Other fitness chains, such as Orangetheory Fitness, are also working hard to engage people, he said.

Life Time opened six new centers in 2021, and executives plan 12 this year. Akradi’s vision is for Life Time facilities to more closely resemble country clubs — with spas, tennis courts and saunas — than gyms.

“You don’t have access to one location like when you join a country club,” he said. “You can can go to beach clubs across the country. You can go to play pickle ball across the country. You can play tennis across the country. You can do this everywhere and there’s no one else in our position.”

While the amenities are a selling point, it is the community aspect of the Eagan Life Time club that Kathy Gleason, 59, of Burnsville said is a major draw. She said she has met numerous friends at the fitness center where she plays pickle ball and participates in body flow classes and other workouts several times a week.

“We missed it,” Gleason said. “We missed not having our place to go and get healthy.”

The Eagan facility, which was renovated in 2018, has a monthly standard membership of $119 charge for a single adult. The club at the Southdale Center in Edina that opened in late 2019 has standard membership of $199 a month.

Life Time memberships start at $249 per month for adults at a club it opened in downtown Chicago earlier this year. Life Time plans to continue to layer price increases to existing members.

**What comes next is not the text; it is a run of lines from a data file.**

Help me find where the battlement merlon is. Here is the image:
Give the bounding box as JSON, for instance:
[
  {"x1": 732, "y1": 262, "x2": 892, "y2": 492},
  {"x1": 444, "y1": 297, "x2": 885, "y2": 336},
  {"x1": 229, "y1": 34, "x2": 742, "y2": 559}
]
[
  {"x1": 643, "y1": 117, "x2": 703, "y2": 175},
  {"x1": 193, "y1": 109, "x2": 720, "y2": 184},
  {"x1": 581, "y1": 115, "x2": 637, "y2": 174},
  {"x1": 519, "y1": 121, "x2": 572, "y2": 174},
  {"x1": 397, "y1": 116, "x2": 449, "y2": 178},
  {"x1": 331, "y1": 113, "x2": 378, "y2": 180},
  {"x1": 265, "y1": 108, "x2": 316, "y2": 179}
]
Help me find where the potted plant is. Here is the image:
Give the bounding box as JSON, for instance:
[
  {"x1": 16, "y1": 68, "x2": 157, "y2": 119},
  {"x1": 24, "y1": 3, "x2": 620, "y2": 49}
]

“We have tremendous pricing power from here forward based on the fact that once you go to the direction of customer coming into you because of the experience, the price just doesn’t matter,” Akradi told analysts during the company’s latest earnings call.

Life Time stands to benefit from some impacts of the pandemic, including the closure of other fitness centers, and the need for people to get back in shape if they weren’t as active over the last two years. It may also benefit from consumers who want a one-stop shop for services.

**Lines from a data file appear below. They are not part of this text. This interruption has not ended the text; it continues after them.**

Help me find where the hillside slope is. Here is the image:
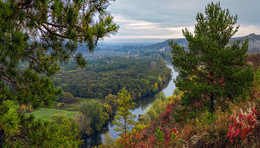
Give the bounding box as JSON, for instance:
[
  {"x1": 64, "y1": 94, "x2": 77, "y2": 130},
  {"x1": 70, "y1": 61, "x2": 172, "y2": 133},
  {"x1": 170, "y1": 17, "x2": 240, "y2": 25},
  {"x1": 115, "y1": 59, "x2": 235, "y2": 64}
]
[{"x1": 141, "y1": 33, "x2": 260, "y2": 53}]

“Life Time is able to do what the independent [gyms] want to do,” said Anne Mezzenga, the co-founder of podcast Omni Talk Retail and owner of two boutique gyms in the Twin Cities called North Strong.

Life Time can provide child care, spas, cafe and other amenities in one place while smaller gyms don’t have the same resources, Mezzenga said.

But Life Time also has plenty of challenges ahead. More consumers have also embraced at-home exercising using digital tools and may not want to pay for gym memberships. And the fitness industry remains as competitive as it was before the pandemic, with plenty of cheaper alternatives than Life Time.

While COVID-19 infection rates are on the decline across the country, another variant could throw a hurdle in front of Life Time and other fitness companies.

“I think the biggest challenge is just the unknown with COVID,” Baumgartner said. “It’s been choppy quarter to quarter.”